= Ancora String Quartet =

The Ancora String Quartet is a string quartet based in Madison, Wisconsin. The quartet was founded in Madison in 2000. Its musicians studied at some of the leading music schools in the United States, including the New England Conservatory of Music, the Eastman School of Music, the Indiana University School of Music, and the University of Texas-Austin; they also serve as members of the Madison Symphony Orchestra, the Wisconsin Chamber Orchestra, the Madison Bach Musicians, and other groups.

==Members==

The current members of the Ancora String Quartet are:

- Wes Luke, first violin
- Robin Ryan, second violin
- Marika Fischer Hoyt, viola
- Dr.
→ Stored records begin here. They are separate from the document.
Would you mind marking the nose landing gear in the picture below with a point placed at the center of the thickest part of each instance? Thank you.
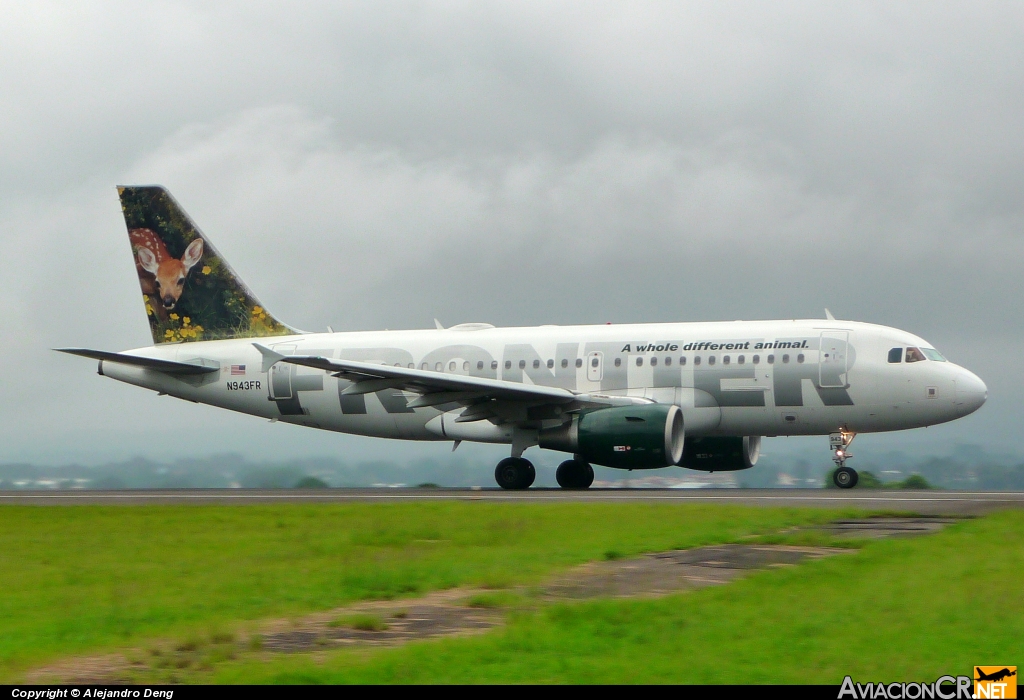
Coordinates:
(843, 477)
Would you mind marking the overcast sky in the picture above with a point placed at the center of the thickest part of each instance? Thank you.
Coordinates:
(376, 165)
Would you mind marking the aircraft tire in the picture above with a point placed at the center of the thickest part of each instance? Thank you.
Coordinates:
(574, 474)
(515, 474)
(844, 477)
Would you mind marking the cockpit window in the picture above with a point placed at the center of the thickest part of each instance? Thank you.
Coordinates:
(914, 355)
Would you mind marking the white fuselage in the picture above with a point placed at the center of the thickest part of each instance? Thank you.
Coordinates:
(735, 379)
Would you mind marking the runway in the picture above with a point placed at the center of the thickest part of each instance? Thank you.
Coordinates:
(925, 502)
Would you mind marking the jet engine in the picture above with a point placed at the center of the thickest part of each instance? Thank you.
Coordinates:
(648, 436)
(721, 453)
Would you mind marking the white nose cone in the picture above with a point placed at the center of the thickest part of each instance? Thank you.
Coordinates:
(971, 392)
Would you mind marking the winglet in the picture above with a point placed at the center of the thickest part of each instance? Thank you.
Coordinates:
(270, 357)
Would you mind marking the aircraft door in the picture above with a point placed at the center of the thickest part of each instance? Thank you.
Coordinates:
(833, 358)
(595, 366)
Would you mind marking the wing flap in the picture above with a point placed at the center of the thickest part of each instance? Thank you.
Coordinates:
(167, 366)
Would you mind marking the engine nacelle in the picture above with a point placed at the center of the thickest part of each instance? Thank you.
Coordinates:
(721, 453)
(646, 436)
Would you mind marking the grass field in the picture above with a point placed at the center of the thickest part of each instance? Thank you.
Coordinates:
(898, 610)
(86, 579)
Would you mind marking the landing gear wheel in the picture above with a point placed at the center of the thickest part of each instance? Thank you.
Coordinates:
(515, 474)
(844, 477)
(574, 474)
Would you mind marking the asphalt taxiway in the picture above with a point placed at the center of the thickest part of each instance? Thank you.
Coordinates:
(924, 502)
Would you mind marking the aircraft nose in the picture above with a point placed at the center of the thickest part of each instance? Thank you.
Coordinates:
(971, 392)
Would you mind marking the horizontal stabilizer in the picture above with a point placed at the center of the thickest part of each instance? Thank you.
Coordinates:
(168, 366)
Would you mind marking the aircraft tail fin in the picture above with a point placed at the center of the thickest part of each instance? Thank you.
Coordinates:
(190, 293)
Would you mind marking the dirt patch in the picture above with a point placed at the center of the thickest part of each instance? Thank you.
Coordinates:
(876, 528)
(667, 572)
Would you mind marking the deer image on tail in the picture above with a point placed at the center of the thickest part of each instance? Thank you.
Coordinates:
(162, 276)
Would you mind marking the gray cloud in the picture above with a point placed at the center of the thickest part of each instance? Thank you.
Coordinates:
(520, 163)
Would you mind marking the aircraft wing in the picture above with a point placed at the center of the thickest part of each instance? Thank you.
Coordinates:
(482, 396)
(168, 366)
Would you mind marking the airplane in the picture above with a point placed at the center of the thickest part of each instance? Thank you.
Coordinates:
(697, 395)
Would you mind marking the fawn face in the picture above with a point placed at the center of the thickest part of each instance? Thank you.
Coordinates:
(170, 273)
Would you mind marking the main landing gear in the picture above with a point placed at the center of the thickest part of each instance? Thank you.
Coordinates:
(574, 474)
(515, 474)
(843, 477)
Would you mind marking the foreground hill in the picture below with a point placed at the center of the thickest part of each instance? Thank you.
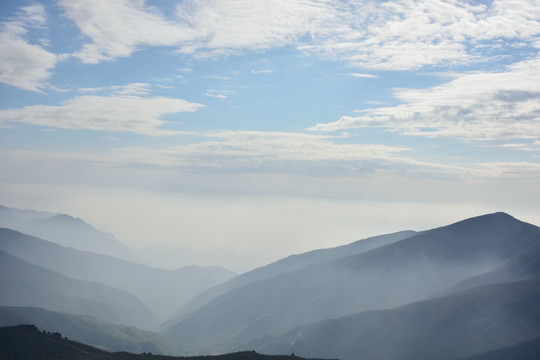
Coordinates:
(526, 350)
(88, 330)
(24, 284)
(466, 323)
(26, 342)
(163, 291)
(409, 270)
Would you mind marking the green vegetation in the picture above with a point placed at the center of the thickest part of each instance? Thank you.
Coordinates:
(27, 342)
(88, 330)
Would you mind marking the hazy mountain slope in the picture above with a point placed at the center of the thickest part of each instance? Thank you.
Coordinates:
(522, 267)
(26, 342)
(292, 263)
(64, 230)
(466, 323)
(163, 291)
(406, 271)
(88, 330)
(24, 284)
(527, 350)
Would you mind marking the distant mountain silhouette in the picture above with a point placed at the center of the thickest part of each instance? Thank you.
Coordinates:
(27, 342)
(409, 270)
(526, 350)
(88, 330)
(468, 322)
(24, 284)
(65, 230)
(163, 291)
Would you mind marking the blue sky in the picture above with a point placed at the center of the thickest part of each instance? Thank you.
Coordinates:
(306, 123)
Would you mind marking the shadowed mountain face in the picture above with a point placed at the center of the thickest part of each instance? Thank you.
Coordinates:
(64, 230)
(405, 271)
(466, 323)
(24, 284)
(163, 291)
(27, 342)
(88, 330)
(292, 263)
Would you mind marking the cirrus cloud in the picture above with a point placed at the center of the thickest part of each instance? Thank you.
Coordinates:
(23, 64)
(116, 113)
(472, 106)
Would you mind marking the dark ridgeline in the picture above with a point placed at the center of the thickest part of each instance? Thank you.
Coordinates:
(26, 342)
(423, 266)
(470, 289)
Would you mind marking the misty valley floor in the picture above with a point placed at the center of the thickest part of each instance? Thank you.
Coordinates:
(469, 290)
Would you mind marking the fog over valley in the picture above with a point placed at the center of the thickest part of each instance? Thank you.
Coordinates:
(270, 180)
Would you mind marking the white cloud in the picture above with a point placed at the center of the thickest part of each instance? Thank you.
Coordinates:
(117, 113)
(22, 64)
(360, 75)
(266, 71)
(390, 35)
(133, 89)
(473, 106)
(219, 94)
(118, 27)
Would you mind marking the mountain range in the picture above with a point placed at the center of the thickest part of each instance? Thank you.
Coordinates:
(462, 291)
(162, 291)
(418, 267)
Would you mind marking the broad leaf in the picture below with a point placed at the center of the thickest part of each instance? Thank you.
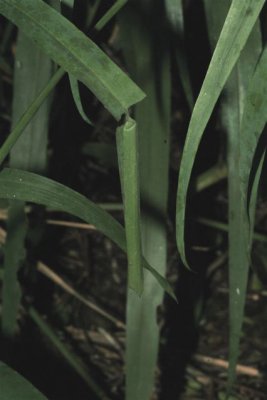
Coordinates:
(237, 27)
(75, 52)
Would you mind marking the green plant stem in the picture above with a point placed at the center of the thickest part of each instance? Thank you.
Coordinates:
(224, 227)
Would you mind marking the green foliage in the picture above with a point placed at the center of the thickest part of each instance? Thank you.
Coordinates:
(127, 145)
(148, 34)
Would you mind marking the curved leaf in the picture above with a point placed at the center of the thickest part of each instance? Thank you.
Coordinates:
(237, 27)
(75, 52)
(26, 186)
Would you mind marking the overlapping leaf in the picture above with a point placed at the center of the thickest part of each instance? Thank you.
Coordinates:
(75, 52)
(237, 27)
(27, 186)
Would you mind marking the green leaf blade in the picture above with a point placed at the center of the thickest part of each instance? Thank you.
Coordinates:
(14, 386)
(75, 52)
(127, 144)
(34, 188)
(238, 25)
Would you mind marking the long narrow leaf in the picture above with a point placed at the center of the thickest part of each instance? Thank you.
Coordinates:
(147, 55)
(175, 15)
(127, 145)
(32, 70)
(237, 27)
(75, 52)
(27, 186)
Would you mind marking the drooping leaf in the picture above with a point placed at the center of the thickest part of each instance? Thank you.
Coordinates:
(14, 386)
(29, 113)
(105, 153)
(34, 188)
(75, 52)
(237, 27)
(232, 112)
(127, 147)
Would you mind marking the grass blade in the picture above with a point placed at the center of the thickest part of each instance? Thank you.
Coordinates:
(32, 68)
(239, 235)
(175, 15)
(34, 188)
(14, 254)
(252, 125)
(14, 386)
(110, 14)
(74, 85)
(127, 145)
(75, 52)
(237, 27)
(29, 113)
(70, 358)
(143, 29)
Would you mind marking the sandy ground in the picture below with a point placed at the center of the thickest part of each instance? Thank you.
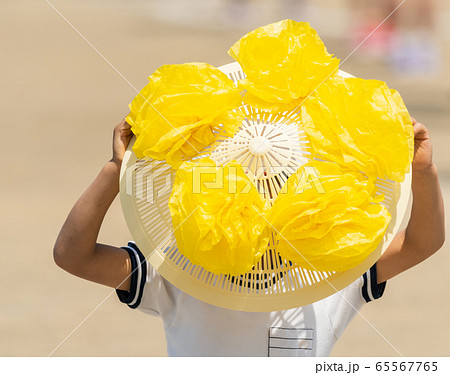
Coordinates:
(60, 101)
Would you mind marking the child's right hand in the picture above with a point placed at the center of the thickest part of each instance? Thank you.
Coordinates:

Benjamin Whitcomb, cello

Former members of the quartet include Leanne Kelso League, Laura Burns, Cynthia Bittar, and Eleanor Bartsch (first violin) and Susan Bestul (cello).

==History==

The Ancora String Quartet became the String Quartet In Residence at the First Unitarian Society of Madison in 2006. They established a recital season there, garnering praise from music critics. They have also appeared twice on Wisconsin Public Radio's Sunday Afternoon Live From the Chazen series, broadcast live statewide, on Jan. 14, 2007 and April 6, 2008.

In September 2008 the Ancora String Quartet launched its 2008-2009 Critics' Choice Season, featuring recital programs selected especially for the quartet by local music critics.